Location Intelligence | Pitney Bowes
Location Intelligence for Big Data comes with big challenges
By the Pitney Bowes Big Data team (Francica, Winterton, McKenzie, Kernighan)
Location-based information has an inherent tendency toward unwieldiness. To be useful, data must contain a coordinate pair of latitude and longitude. Data suppliers might also embellish, or “geoenrich,” data with yet more descriptive attributes, such as time or demographic characteristics. The objective is usually to prepare data for an organization’s true needs like analytics, and to ultimately uncover the best answer or solution to whatever business challenge is currently pressing.
But before an organization can get started, they must first be able to assess the large amount of location-based data broadcast from sensors, social media, financial transactions, utility infrastructure and other “data in motion.” Processing data may take hours, even days depending on how many records are processed.
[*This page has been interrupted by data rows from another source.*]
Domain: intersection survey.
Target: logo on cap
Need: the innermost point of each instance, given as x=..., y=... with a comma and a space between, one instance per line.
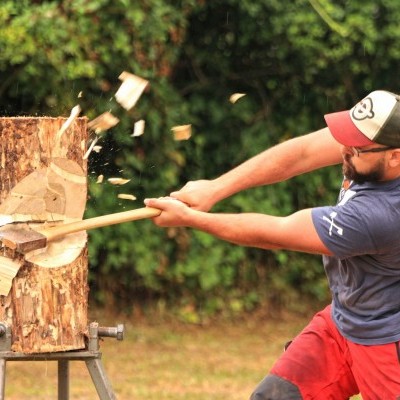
x=363, y=110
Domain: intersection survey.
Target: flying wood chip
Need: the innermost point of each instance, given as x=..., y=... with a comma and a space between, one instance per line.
x=103, y=122
x=126, y=196
x=130, y=90
x=182, y=132
x=235, y=97
x=118, y=181
x=138, y=129
x=100, y=179
x=74, y=114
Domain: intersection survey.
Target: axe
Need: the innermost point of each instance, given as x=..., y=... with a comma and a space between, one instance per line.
x=24, y=241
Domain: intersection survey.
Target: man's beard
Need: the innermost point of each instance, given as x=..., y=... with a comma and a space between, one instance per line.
x=350, y=172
However, if the data runs into billions of sensor data points there may be insufficient computing performance.
We know the three “Vs” of big data: volume, variety and velocity. But, what about “variability,” which factors the elements of time? Current Earth observation satellite systems, for example, image the same area of the Earth every day. What could change? Temperature, precipitation, man-made intrusions, or sunlight angle—all which could alter measurements captured from soil, vegetation or structures. Then there is “veracity” of data and therefore, keeping the data accurate. The simplest example is contact information that enters a marketing automation system with false names and inaccurate data. How many times have you seen Mickey Mouse entered into a client database or mailing list?
The journey to delivering valuable data insight can be bucketed three ways: go faster, improve analytics, and better organize the data. Let’s look at how these organizational tactics can help to manage the problems of location-based big data.
The need for faster geoprocessing can be accomplished with a data flow accelerator. Here, the solution is to provide data quality, geocoding and geospatial calculations natively into a big data framework, such as Hadoop.
A major property and casualty (P&C) insurance company, for example, achieved better pricing decisions by building a nine-billion-row dataset describing risk for each address in the United States. The solution used a geocoding SDK for Hadoop, whereby Pitney Bowes geocoded nine billion records in approximately 10 hours. Subsequently the P&C insurer was able to analyze fire risk by finding the closest three fire stations by drive-time to each U.S. address, resulting in 1.8 billion route calculations in less than six hours.
Get better organized
The volume of data poses a challenge for data storage and organization. A lack of data organization hampers the ability to undertake analytics. The solution is to organize a data lake geospatially. A spatially-enabled data lake enables users to customize related settings in different processes, connecting them to create workflows. The solution also makes it easy to manage related data store integration. Users can control and customize business logic in related processes. For example, when a user aggregates XY-point records with different attributes from mobile devices into grids, they often want to calculate and select different statistics on selected attributes (e.g. mean or median of wireless signal strength).
Again, taking an example from an insurance company, the task of underwriting an insurance policy can be facilitated if the organization can better analyze the details surrounding a catastrophic weather event. The insurer would use the technology to apply a storm risk value to every address in the U.S., which quickly identifies all houses impacted by the event.
Improve location analytics
Geocoding faster and having better-organized data get users more quickly to the task of utilizing data for analysis. The Pitney Bowes method adds a common ID to link together datasets. The ID is added to that of the user’s own data, such as a customer record, or one of Pitney Bowes’ pre-calculated datasets. Typically, data has links to a postal address, a geographic administrative boundary, such as a postal code area, or a customized grid. These options for geoenrichment present a unique capability to analyze location-based data at different levels of geographic resolution, thereby improving the interpretation of results.
As an example, Pitney Bowes is helping a large mortgage company give its bankers access to deep property information in real-time, while they are having their initial conversations with potential clients, to improve early decisions on viability of the mortgage opportunity and ability to select the correct mortgage product.
But, what happens when information about a specific property address changes? Ownership, a parcel boundary, political district affiliation or the street name could change. Property attributes change as farmland is developed into condos, apartment complexes or housing subdivisions. Flood boundaries change. Demographic areas change. However, the association of the property with a unique ID prevents information about that property from being lost.
Big data visualization
Location analytics can be underappreciated without the ability to visualize the results. A major mobile telecommunications company is using Pitney Bowes’ mapping solutions to show subscriber confirmed network performance as an acquisition engine for proving quality of service to perspective new subscribers. Visualizations help identify the business rules needed to create the operational workflows and understand the proximity relationships that might be missed with traditional graphs and charts.
Location analyses of big data come with big challenges. Organizations must look at their expected business needs when investing in these big data frameworks and the use cases that yield the best results. With the proper solution architecture, many of these challenges can result in superior outcomes.